What I want to discuss is the least controversial and most popular form of school choice, choosing which public school children go to. I'm guessing that most of the parents I know who have the opportunity are grateful for that. They do the research and work hard to find the best schools in their district for their children, whether it be a regular public school, a magnet school, or a charter school. They invest a great deal of time and effort choosing the right school because they know how important that is.
All that sounds great except it leaves out one thing the child has no choice in, his or her parents. My Gentle Readers are educated, resourceful, and most important of all dedicated to their children. Most of you have had parents that were the same way though I know there are exceptions and I admire those of you who overcame that handicap. But it is a handicap, a great many children have.
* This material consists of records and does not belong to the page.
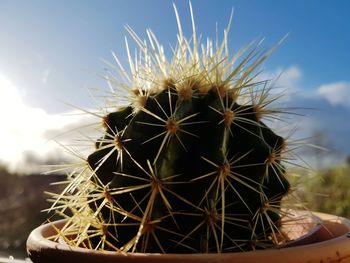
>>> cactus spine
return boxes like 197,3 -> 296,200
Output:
48,3 -> 296,253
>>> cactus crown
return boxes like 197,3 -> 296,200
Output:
47,5 -> 296,253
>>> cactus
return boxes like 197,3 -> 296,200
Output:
48,5 -> 296,253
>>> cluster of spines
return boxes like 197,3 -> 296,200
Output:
45,3 -> 298,253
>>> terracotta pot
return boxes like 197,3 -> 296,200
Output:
27,213 -> 350,263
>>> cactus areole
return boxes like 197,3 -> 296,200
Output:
53,3 -> 296,253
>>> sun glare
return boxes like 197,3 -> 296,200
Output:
0,72 -> 95,173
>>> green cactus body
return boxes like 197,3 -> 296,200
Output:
49,3 -> 290,253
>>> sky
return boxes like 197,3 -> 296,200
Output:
0,0 -> 350,172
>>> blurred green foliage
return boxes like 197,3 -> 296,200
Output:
292,160 -> 350,218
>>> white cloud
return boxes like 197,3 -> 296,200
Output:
0,72 -> 97,175
41,69 -> 50,85
317,81 -> 350,107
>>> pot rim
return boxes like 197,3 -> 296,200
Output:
27,212 -> 350,262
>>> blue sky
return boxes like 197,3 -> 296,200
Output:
0,0 -> 350,172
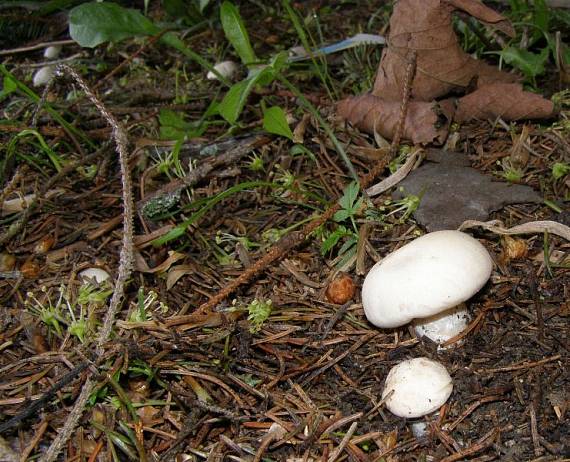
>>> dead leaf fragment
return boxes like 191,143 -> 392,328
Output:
455,83 -> 555,122
372,0 -> 516,101
337,95 -> 453,143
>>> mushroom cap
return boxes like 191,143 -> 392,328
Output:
362,230 -> 493,328
382,358 -> 453,418
413,303 -> 469,343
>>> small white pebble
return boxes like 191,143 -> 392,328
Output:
206,61 -> 239,80
44,45 -> 61,59
34,66 -> 55,87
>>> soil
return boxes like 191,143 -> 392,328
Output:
0,2 -> 570,462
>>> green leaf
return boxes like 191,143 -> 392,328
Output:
499,47 -> 549,80
218,67 -> 274,124
0,75 -> 18,101
158,109 -> 207,140
321,226 -> 346,255
263,106 -> 293,140
69,2 -> 162,48
220,1 -> 257,65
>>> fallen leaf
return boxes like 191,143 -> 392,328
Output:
454,83 -> 554,122
337,95 -> 453,143
372,0 -> 517,101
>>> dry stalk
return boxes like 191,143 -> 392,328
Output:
197,51 -> 416,313
34,65 -> 134,462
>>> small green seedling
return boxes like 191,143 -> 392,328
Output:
333,181 -> 364,233
246,298 -> 273,334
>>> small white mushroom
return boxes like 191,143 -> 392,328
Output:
33,66 -> 55,87
44,45 -> 61,59
79,267 -> 111,284
362,230 -> 493,341
382,358 -> 453,419
206,61 -> 239,80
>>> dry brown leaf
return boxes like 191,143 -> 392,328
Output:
455,83 -> 554,122
338,0 -> 554,143
337,95 -> 453,143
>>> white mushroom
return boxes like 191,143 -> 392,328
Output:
362,231 -> 493,342
413,303 -> 469,343
382,358 -> 453,418
33,66 -> 55,87
79,267 -> 111,284
206,61 -> 239,80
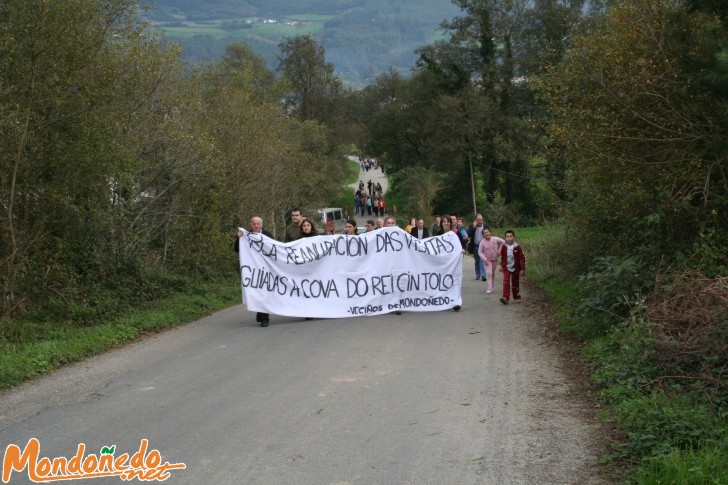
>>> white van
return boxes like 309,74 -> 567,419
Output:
315,207 -> 346,234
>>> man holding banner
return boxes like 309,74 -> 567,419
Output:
240,221 -> 462,324
234,216 -> 273,327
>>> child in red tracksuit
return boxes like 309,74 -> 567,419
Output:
500,230 -> 526,305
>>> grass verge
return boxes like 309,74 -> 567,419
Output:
516,226 -> 728,484
0,280 -> 240,390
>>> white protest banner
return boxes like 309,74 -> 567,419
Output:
240,227 -> 463,318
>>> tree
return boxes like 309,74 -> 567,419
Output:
278,35 -> 343,124
541,0 -> 728,257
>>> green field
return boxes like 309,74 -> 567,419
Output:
149,14 -> 332,40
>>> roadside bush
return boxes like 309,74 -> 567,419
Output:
577,256 -> 655,331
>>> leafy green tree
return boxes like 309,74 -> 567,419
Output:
542,1 -> 728,260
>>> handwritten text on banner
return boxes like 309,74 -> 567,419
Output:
240,227 -> 462,318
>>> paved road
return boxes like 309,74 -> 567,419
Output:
0,257 -> 598,484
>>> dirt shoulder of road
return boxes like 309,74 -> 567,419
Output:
525,280 -> 625,483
All the conscientious informed parents with the time and skills make sure to send their students to the best schools available. Who is left to go to the poorest schools? The children with the parents that don't have time to do the research, the children whose parents went to poor schools and don't know any better, and the parents that don't care. These are the very children that need the most from school, they aren't going to get educated at home. Their parents are not reading to them, taking them to libraries or museums. They are not simply giving them wisdom through every day talk. When I was waiting for the train to Irvington on Saturday I heard a father talking to his daughter. She was of preschool age, maybe kindergarten. He was explaining how the days are shorter in the winter and even got into daylight savings time. She paid rapt attention. I was going to go up to him and tell him how much I enjoyed watching him parenting but the train came then and we walked to different ends of it. That little girl has a leg up on so many children. It's hard to judge but I don't think they were well off at all but she has a good father.
Children growing up in poverty have heard far fewer words spoken by the time they reach school age than more affluent ones. They are starting way behind. They need better schools than the better off children to help close the gap. Instead as their parents don't know how to or don't have the time to or don't care to choose the best schools they attend the worst. Income inequality is the issue of the day but one of the big drivers of it is education starting from kindergarten and school choice is one of the causes of it. If students are assigned the parents with the skills and time will fight to make all schools better not just the one their child goes to.
This is politically unpopular, maybe impossible, because even the most unselfish people make an exception for their children, their children come first. Society might be better off but no one wants to sacrifice their own child's education even to help others less fortunate. I don't know what the solution is but one thing we can do is demand that all schools be good; that they are given the resources and leadership they need. Schools that serve the poor should not be the dumping ground for bad teachers. They should not be where new teachers start out. They should be where the best most experienced teachers are sent.
Another time I'll address the way, not the amount, we fund schools.
OK. I finished writing at 10:07. That's a victory! Now to post this and make bacon and eggs for breakfast.